The California Supreme Court, in two sentences, felled Proposition 8, the voter-passed constitutional amendment that defined marriage as between one man and one woman. On Wednesday, the state’s highest court denied a motion from Prop 8 proponents to preserve the measure, allowing gay marriages to continue statewide.
The state supreme court was the last hope for the amendment’s defenders. The court gave no explanation for its dismissal (see a PDF of the court’s order). The dismissal did not reflect any position by the court on the constitutionality of Prop 8.
Prop 8 defenders had argued the measure was still in effect after the U.S. Supreme Court’s June ruling, which dismissed the case on standing. With the high court’s dismissal, the only legitimate ruling on Prop 8 that remained was at the district court level, where a district judge had struck down the measure. Typically a district-level ruling would only apply to the parties in the case, not to the whole state. But state officials argued that for the sake of continuity, if one judge struck down Prop 8, no jurisdiction had to comply with Prop 8. The state, which has declined to defend the law, ordered clerks to issue marriage licenses to gay couples.

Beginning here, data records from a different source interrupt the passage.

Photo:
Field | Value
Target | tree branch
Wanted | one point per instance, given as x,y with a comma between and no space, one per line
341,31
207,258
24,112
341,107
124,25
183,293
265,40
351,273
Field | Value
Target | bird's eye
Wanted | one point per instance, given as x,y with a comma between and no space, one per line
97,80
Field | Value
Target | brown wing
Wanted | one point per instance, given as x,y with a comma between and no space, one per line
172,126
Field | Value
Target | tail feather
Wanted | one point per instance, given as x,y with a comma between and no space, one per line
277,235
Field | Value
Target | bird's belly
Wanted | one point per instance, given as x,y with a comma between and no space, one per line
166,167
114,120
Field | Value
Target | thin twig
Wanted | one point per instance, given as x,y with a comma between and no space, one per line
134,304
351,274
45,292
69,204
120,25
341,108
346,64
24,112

“Though the current California officials are unwilling to enforce the state constitution, we remain hopeful that one day Californians will elect officials who will,” said Austin Nimocks, counsel for Alliance Defending Freedom, which has been working on the case. “It is unfortunate that the California Supreme Court chose not to decide the important, still-unresolved questions about the enforcement of Proposition 8, the law of the land in California.”